Another interesting behavior noted was what a friend calls “rain bathing.” I’m not a naturalist or ornithologist, so I was puzzled when I saw a female ruby-throat sliding across wet leaves…I thought she was trying to perch on one, and was losing her grip. Julie Zickefoose (who IS an expert – as well as a talented watercolorist) remarked that she was merely washing her feathers in the drops of water saturating the leaves.

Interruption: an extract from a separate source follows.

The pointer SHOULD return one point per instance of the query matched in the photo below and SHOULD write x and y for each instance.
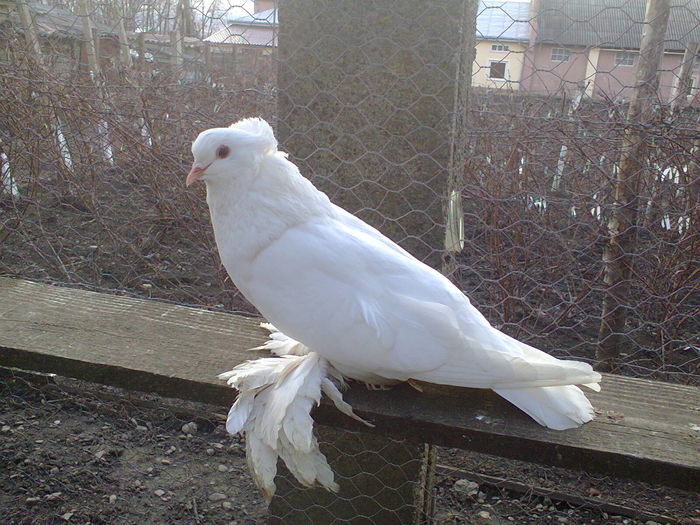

Remember blowing bubbles as a child? (or, if like me, as an adult?) The color we see on hummers is like the color we see on those soap bubbles…not from pigment, but iridiscent, flashing on and off depending upon your angle when viewing them, and where the light source is. Their forked tongues absorb nectar like a paper towel absorbs water – through tiny capillaries. And their small hearts can beat at an amazing 1200 beats per minute or more! Those that migrate between Canada and Panama travel a distance, roughly, of 2000 miles, which includes a 500 mile journey over the Gulf of Mexico, in non-stop flight. Small and Mighty they are, not at all the fragile things that their appearance presumes.
In flight, they are marvels of engineering. The wings beat in a figure 8 while hovering, and when flying they can move backwards, forwards, up, down, sideways, or even briefly upside-down! I still long to catch some of that bottoms-up action on camera, but haven’t yet been quick enough.